2013-03-18

A Less-Seen View of Angular Momentum

Many people learn in basic physics classes that angular momentum is a scalar quantity that describes the magnitude and direction of rotation, such that its rate of change is equal to the sum of all torques $\tau = \dot{L}$, akin to Newton's equation of motion $\vec{F} = \dot{\vec{p}}$. People who take more advanced physics classes, such as 8.012 — Physics I, learn that in fact angular momentum and torque are vectors; in the case of fixed-axis rotation, the moment of inertia (the rotational equivalent to mass) is a scalar so $\vec{L} = I\vec{\omega}$ means that angular momentum points in the same direction as angular velocity.
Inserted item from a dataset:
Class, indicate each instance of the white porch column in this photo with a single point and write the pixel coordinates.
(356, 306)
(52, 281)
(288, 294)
By contrast, in general rigid body motion, the moment of inertia becomes anisotropic and becomes a tensor, so \[\vec{L} = \stackrel{\leftrightarrow}{I} \cdot \vec{\omega}\] implies that angular momentum is no longer parallel to angular velocity, but instead the components are related (using Einstein summation for convenience) by \[L_i = I_{ij} \omega_{j}.\] This becomes important in the analysis of situations like gyroscopes and torque-induced precession, torque-free precession, and nutation.
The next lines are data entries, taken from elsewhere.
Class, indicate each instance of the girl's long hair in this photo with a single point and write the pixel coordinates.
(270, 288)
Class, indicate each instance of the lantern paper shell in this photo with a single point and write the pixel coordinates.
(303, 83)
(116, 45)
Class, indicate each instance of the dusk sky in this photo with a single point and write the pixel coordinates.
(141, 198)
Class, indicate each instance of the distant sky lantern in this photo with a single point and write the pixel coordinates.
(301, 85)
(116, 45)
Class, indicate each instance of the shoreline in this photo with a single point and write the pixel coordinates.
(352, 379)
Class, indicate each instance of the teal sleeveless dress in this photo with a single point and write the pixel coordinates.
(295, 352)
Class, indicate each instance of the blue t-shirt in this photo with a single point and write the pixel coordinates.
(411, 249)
There is one problem though: there is nothing particularly vector-like about angular momentum. It is constructed as a vector essentially for mathematical convenience. The definition $\vec{L} = \vec{x} \times \vec{p}$ only works in 3 dimensions. Why is this? Let's look at the definition of the cross product components: in 3 dimensions, the permutation tensor has 3 indices, so contracting it with 2 vectors produces a third vector $\vec{c} = \vec{a} \times \vec{b}$ such that $c_i = \varepsilon_{ijk} a_{j} b_{k}$. One trick that is commonly taught to make the cross product easier is to turn the first vector into a matrix and then perform matrix multiplication with the column representation of the second vector to get the column representation of the resulting vector: the details of this rule are hard to remember, but the source is simple, as it is just $a_{ij} = \varepsilon_{ijk} a_{k}$. Now let us see what happens to angular velocity and angular momentum using this definition. Angular velocity was previously defined as a vector through $\vec{v} = \vec{\omega} \times \vec{x}$. We know that $\vec{x}$ and $\vec{v}$ are true vectors, while $\vec{\omega}$ is a pseudovector (defined by it flipping direction when the coordinate system undergoes reflection), so $\vec{\omega}$ is vector to be made into a tensor. Using the previous definition that in 3 dimensions $\omega_{ij} = \varepsilon_{ijk} \omega_{k}$, then \[v_i = \omega_{ij} x_{j}\] now defines the angular velocity tensor. Similarly, angular momentum is a pseudovector, so it can be made into a tensor through $L_{ij} = \varepsilon_{ijk} L_{k}$. Substituting this into the equation relating angular momenta and angular velocities yields \[L_{ij} = I_{ik} \omega_{kj}\] meaning the matrix representation of the angular momentum tensor is now the matrix multiplication of the matrices representing the moment of inertia and angular velocity tensors.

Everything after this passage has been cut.